Monday, Aug. 20, 1928
Waiting, Women & Speech
Beautiful was the sight--beautiful weather, beautiful and many women, beautiful flowers and greens about the rostrum at one end of Stanford's beautiful football stadium wherein California ,last week heard the first campaign speech of its first Presidential Nominee. There was no Sidewalks-of-New York thronging. Twenty thousand automobiles were parked on Leland Stanford grounds. An ultimate total of about 70,000, mostly women, came leisurely into the stadium.
First to the microphone (107 stations, unknown millions of instruments atune) went California's Governor. He told the world New Hampshire's Senator Moses would talk next, and the smart-cracking Senator told, without smart-cracks, that the Republicans would elect Hoover whom they had nominated and who would now acknowledge his nomination. . . .

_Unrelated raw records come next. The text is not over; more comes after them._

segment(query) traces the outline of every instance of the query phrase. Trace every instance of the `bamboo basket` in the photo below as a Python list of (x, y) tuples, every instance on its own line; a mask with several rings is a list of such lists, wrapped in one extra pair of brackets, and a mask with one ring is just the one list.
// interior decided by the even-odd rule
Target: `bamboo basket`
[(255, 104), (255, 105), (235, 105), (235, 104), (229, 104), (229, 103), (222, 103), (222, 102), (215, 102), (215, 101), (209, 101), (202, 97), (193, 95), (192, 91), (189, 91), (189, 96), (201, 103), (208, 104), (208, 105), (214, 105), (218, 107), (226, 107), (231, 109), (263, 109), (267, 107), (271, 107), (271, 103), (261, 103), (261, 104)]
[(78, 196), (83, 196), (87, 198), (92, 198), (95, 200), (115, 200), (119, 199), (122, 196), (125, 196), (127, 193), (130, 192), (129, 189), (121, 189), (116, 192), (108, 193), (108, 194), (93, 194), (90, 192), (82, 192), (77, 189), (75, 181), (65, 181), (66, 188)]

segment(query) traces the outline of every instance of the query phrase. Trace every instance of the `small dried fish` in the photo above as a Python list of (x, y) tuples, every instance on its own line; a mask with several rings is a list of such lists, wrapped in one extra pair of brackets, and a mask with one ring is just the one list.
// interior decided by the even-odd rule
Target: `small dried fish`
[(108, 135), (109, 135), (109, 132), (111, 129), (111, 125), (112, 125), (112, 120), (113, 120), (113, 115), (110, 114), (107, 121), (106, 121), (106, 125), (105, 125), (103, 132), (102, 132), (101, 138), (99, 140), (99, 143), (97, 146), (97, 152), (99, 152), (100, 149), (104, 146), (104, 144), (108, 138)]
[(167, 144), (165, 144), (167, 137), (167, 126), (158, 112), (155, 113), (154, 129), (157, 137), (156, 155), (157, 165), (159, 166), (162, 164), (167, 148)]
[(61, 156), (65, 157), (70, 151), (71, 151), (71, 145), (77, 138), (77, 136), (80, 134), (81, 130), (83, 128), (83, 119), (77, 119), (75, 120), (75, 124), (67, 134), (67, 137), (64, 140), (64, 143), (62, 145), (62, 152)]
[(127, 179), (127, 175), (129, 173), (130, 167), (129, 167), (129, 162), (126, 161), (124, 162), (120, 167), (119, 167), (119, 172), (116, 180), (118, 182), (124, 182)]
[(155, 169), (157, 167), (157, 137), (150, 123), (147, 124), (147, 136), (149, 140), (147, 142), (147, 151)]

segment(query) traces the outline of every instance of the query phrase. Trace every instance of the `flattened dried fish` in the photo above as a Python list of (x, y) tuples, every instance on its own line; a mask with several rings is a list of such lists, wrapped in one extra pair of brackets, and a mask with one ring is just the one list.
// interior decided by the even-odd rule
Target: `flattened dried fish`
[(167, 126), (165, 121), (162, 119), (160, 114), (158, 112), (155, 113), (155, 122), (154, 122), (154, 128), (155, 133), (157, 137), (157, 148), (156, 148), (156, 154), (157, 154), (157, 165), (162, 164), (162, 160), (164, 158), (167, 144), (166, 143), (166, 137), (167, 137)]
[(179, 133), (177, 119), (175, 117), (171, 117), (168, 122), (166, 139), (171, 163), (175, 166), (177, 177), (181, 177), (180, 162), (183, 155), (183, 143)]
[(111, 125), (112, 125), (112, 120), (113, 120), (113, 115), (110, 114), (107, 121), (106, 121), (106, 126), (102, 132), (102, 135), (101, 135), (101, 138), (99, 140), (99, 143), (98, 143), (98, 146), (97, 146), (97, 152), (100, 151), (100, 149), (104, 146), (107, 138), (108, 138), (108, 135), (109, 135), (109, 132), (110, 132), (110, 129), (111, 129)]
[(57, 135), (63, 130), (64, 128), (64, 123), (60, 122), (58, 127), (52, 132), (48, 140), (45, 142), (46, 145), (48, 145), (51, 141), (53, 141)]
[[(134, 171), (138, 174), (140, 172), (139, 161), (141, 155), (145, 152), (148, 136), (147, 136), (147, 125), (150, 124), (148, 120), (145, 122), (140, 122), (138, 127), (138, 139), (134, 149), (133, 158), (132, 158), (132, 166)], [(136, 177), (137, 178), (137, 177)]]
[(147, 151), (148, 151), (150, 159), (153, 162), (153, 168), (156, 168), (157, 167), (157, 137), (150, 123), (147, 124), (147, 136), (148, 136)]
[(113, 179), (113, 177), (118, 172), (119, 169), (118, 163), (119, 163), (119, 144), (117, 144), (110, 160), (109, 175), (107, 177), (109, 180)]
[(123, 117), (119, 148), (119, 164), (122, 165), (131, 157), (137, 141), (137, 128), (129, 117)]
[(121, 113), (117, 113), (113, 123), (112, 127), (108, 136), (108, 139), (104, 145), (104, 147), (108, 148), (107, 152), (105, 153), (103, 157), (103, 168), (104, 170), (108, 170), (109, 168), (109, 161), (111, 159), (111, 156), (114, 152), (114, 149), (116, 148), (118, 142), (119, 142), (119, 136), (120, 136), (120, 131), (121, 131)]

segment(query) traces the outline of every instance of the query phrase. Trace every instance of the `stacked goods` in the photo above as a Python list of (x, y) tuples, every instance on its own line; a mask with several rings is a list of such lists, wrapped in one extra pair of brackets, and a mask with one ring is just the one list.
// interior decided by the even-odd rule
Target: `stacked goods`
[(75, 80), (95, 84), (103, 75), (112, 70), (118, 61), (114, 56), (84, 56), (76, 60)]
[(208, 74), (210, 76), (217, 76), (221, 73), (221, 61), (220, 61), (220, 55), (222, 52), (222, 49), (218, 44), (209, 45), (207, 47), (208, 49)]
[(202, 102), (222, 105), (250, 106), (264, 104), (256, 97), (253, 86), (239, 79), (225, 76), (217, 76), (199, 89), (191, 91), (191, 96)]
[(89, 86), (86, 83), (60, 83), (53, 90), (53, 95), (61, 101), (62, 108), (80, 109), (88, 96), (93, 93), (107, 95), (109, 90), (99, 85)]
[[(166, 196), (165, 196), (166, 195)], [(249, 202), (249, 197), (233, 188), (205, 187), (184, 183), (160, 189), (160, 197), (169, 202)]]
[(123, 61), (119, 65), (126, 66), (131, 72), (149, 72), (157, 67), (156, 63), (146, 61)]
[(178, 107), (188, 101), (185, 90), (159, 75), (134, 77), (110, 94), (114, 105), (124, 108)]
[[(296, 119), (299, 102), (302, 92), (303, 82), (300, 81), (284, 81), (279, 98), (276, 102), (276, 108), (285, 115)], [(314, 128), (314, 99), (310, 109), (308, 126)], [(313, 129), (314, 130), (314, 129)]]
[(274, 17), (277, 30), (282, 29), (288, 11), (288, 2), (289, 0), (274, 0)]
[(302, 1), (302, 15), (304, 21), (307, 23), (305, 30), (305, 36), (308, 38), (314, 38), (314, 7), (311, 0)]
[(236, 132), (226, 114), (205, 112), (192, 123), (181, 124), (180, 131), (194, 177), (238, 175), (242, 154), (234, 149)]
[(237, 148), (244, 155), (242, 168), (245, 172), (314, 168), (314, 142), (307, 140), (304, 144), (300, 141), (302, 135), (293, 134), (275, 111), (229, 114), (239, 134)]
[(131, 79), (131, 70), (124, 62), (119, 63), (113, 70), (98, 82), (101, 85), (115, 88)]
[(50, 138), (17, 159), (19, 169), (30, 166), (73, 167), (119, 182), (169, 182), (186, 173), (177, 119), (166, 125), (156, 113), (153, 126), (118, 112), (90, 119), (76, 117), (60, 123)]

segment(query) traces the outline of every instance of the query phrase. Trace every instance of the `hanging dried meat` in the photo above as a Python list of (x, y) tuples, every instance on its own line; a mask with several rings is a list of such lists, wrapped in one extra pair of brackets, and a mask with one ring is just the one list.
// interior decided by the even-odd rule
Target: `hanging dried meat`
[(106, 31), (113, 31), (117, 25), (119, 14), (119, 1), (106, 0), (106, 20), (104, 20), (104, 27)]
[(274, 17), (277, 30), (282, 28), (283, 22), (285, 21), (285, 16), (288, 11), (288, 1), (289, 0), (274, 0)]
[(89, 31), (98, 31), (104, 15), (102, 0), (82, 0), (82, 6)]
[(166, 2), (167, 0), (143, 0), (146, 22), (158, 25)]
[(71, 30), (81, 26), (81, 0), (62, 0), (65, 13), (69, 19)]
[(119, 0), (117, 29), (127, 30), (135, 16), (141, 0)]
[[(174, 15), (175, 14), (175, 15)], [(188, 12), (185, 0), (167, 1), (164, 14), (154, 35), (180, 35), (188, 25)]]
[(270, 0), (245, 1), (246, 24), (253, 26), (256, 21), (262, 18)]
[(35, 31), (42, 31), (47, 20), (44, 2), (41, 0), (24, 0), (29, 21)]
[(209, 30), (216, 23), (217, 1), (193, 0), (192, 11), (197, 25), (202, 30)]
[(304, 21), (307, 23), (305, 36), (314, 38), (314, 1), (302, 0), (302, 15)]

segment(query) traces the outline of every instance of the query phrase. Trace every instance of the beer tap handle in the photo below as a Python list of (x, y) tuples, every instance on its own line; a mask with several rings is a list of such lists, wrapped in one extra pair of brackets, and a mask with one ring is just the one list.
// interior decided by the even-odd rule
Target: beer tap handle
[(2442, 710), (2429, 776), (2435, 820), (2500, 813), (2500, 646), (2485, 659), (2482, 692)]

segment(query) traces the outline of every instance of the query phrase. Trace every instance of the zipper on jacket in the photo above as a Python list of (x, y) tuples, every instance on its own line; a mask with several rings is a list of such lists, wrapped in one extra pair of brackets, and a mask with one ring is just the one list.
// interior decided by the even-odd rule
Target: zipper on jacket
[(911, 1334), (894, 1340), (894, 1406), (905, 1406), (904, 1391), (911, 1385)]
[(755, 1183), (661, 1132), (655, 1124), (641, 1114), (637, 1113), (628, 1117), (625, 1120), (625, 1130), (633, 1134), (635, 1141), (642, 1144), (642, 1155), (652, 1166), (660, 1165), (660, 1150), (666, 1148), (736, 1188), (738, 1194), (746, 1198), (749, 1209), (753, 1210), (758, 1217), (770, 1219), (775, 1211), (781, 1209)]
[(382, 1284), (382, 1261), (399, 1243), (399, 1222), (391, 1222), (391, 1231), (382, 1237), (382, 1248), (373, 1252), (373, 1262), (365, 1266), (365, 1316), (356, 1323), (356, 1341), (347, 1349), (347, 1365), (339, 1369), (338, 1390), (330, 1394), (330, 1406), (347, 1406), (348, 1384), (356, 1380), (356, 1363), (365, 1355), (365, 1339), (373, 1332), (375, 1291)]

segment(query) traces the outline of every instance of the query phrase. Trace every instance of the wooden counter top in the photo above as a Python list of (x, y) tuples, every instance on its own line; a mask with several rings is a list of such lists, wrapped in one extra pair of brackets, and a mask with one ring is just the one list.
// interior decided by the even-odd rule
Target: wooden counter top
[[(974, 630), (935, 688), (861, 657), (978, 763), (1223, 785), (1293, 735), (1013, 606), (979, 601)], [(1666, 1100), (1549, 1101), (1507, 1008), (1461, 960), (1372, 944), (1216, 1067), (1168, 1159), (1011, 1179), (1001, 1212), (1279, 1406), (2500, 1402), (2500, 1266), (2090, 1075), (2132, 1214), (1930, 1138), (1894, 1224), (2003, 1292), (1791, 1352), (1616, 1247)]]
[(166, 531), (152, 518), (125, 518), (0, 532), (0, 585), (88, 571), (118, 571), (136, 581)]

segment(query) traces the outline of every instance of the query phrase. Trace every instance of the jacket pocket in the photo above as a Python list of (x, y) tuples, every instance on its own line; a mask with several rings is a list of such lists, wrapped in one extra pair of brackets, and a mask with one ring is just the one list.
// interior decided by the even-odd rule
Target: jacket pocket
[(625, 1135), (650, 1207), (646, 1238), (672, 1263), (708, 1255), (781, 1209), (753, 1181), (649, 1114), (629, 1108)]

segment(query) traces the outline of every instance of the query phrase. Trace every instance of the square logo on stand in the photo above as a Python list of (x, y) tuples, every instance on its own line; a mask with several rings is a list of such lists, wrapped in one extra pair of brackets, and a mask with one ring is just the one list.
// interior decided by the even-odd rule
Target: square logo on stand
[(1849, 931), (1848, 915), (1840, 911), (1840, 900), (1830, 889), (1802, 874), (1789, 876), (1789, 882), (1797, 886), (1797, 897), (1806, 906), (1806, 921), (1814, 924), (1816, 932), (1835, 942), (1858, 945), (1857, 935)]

Long days, the Beaver Man had waited for this sunny moment. For most of a month he had been at his home on a nearby hill. There had not been the least echo of a murmur of excitement, except for newsmen pitching horseshoes nearby. The Beaver Man's chief companion had been Assistant U. S. Attorney General William J. Donovan. This Donovan, "Wild Bill," is a man of desire and passion and reckless courage but even he seemed to walk more gently in the sun and quiet.*
Of course, dozens of others came to that quiet house, bursting, usually, with optimism. They bored the Beaver Man; so much so, that he invented excuses to avoid them, as for example taking Senator Moses to practice before the Stadium microphone, a Senator who required microphone practice "as much as an oyster needs a Maxim silencer."
The Beaver Man himself had done endless practicing. He had practiced for talking movies, which were sped Eastward. He had gone to the Stadium and read aloud a yellow clipping about the first telephone. He knew his speech almost literally backward. More important, it was agreed that his voice and manner are as good for radio purposes as they are bad for the auditorium.
Also, in this waiting time, Mr. Hoover had written another speech, about farms, to be given at his birthplace, West Branch, Iowa.
Also, he had his 54th Birthday, excitement-less, save for a postcard from Calvin Coolidge, four feet square. But, essentially, he just waited. He did so purposely. He was saving his "fireworks" for October. Said Senator Moses: "Again, the Democrats are winning in August; again, they will lose in November."
* Son of red-haired Irish Tim of Buffalo, there had been a day in France when, in the full regalia of Colonel, and flashing his automatic he had bellowed: "Come on! They can't hit me and they won't hit you. Let's go." The men he thus summoned at the battle near Landres and St. Georges, he had made iron by drilling them to fight each other naked to the waist and to run miles in bare feet. A poet, Joyce Kilmer, had followed him jubilantly unto death. "Hard boiled" they called him and terribly "Wild."